Help with gawk array, loop in tcsh script


 
Thread Tools Search this Thread
Top Forums Shell Programming and Scripting Help with gawk array, loop in tcsh script
# 1  
Old 03-21-2011
Help with gawk array, loop in tcsh script

Hi, I'm trying to break a large csv file into smaller files and use unique values for the file names. The shell script i'm using is tcsh and i'm after a gawk one-liner to get the desired outcome. To keep things simple I have the following example with the desired output.

fruitlist.csv
apples 20 40
pears 22 45
grapes 24 50
plums 26 55
peaches 28 60
apples 30 65
pears 32 70
grapes 34 75
plums 36 80
peaches 38 85
apples 40 90
pears 42 95
grapes 44 100
plums 46 105
peaches 48 110

uniquefruit.csv
apples
pears
grapes
plums
peaches

What I want is for gawk to print the rows containing apples in the fruitlist.csv file and redirect to a file called apples.csv.
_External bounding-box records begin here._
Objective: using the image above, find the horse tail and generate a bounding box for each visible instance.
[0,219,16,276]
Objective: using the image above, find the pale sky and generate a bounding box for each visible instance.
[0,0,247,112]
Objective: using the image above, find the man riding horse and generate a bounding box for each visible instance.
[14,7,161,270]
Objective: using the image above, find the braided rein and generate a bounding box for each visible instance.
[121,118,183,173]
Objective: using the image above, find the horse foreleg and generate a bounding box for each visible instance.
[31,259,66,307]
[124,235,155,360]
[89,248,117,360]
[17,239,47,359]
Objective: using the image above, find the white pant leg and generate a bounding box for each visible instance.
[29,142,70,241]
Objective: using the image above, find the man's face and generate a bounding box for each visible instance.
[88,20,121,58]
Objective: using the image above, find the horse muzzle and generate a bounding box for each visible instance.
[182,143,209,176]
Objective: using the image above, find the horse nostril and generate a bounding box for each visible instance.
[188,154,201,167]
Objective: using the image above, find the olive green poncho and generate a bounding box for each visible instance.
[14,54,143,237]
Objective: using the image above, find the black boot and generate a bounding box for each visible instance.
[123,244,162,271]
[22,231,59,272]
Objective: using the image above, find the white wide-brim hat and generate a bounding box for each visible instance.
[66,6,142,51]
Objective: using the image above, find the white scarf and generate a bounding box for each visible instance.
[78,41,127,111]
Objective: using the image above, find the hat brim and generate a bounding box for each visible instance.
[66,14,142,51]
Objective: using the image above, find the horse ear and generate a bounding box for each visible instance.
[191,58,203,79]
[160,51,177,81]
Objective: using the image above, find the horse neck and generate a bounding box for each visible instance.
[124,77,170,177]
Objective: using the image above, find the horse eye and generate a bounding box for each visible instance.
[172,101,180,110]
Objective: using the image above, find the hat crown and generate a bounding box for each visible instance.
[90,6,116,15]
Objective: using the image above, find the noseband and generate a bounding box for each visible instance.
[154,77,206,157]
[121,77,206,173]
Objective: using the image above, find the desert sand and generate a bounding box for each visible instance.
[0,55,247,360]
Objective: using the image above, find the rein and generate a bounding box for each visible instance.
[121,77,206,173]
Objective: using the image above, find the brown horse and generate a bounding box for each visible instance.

Similarly for pears I want all rows in fruitlist.csv containing pears to be redirected to pears.csv etc etc. Note: Each time I generate a fruitlist.csv file the unique values will be different. For this reason I have generated a uniquefruit.csv file and tried using it within a loop as follows:

Code:
 
#!/bin/tcsh -f
set ugs = `cat uniquefruit.csv`
foreach ug ($ugs)
  gawk -v fruit=$ug '{if(fruit ~ $1); print $0 >> fruit".csv"}' fruitlist.csv
end

I also tried the code:
Code:
 
gawk -F"," '{while ((getline fruit < uniquefruit.csv) > 0); {if(fruit ~ $1) print $0 >> fruit".csv"}' fruitlist.csv

In both cases I got the same result. The desired file names were generated ok. However, all the rows within fruitlist.csv were appended 5 times to each of the breakdown files (apples.csv, pears.csv etc etc.). Something appears to be going wrong when I assign the strings in uniquefruit.csv to the variable fruit.
Any help would be greatly appreciated,
Regards, theflamingmoe.

Last edited by theflamingmoe; 03-21-2011 at 01:44 PM.. Reason: Forgot to add table tags!!!
# 2  
Old 03-21-2011
how about this?
Code:
awk '{print >$1".csv"}' fruitlist.csv

# 3  
Old 03-22-2011
Thanks for the reply yinyuemi. I will try it at work tomorrow!!!
Regards,
Theflamingmoe

---------- Post updated 22-03-11 at 10:25 AM ---------- Previous update was 21-03-11 at 07:34 PM ----------

It still doesn't work. I ended up with 16 csv files. I only want 5 .csv files ie. apples.csv, pears.csv, grapes.csv, plums.csv and peaches.csv. Any rows that contain apples ie (apples, 20, 40), (apples, 30, 65), and (apples, 40, 90) I want redirected to the apples.csv file. The same for the other fruit unique to field 1 ($1). Do I need a BEGIN pattern before gawk is processed?

Cheers,
Theflamingmoe

---------- Post updated at 10:52 AM ---------- Previous update was at 10:25 AM ----------

For anyone interested I got it to work with the following code:

Code:
 
set ugs = `cat uniquefruit.csv`
foreach ug ($ugs)
gawk -v fruit=$ug '$1 ~ fruit {print $0 >> fruit".csv"}' fruitlist.csv 
end

Cheers,
Theflamingmoe
# 4  
Old 03-22-2011
Hi Theflamingmoe,

the following is my testing results, are these what you want?

Best,

Y

Code:
awk '{print >$1".csv"}' fruitlist.csv

ls *.csv
apples.csv  fruitlist.csv  grapes.csv  peaches.csv  pears.csv  plums.csv

cat apples.csv
apples 20 40
apples 30 65
apples 40 90

cat grapes.csv
grapes 24 50
grapes 34 75
grapes 44 100

# 5  
Old 03-22-2011
Hi, Theflamingmoe.

Your solution will pass over the file once for each unique key you have. For a short file that's likely not a problem. For a large file, it will be time-consuming.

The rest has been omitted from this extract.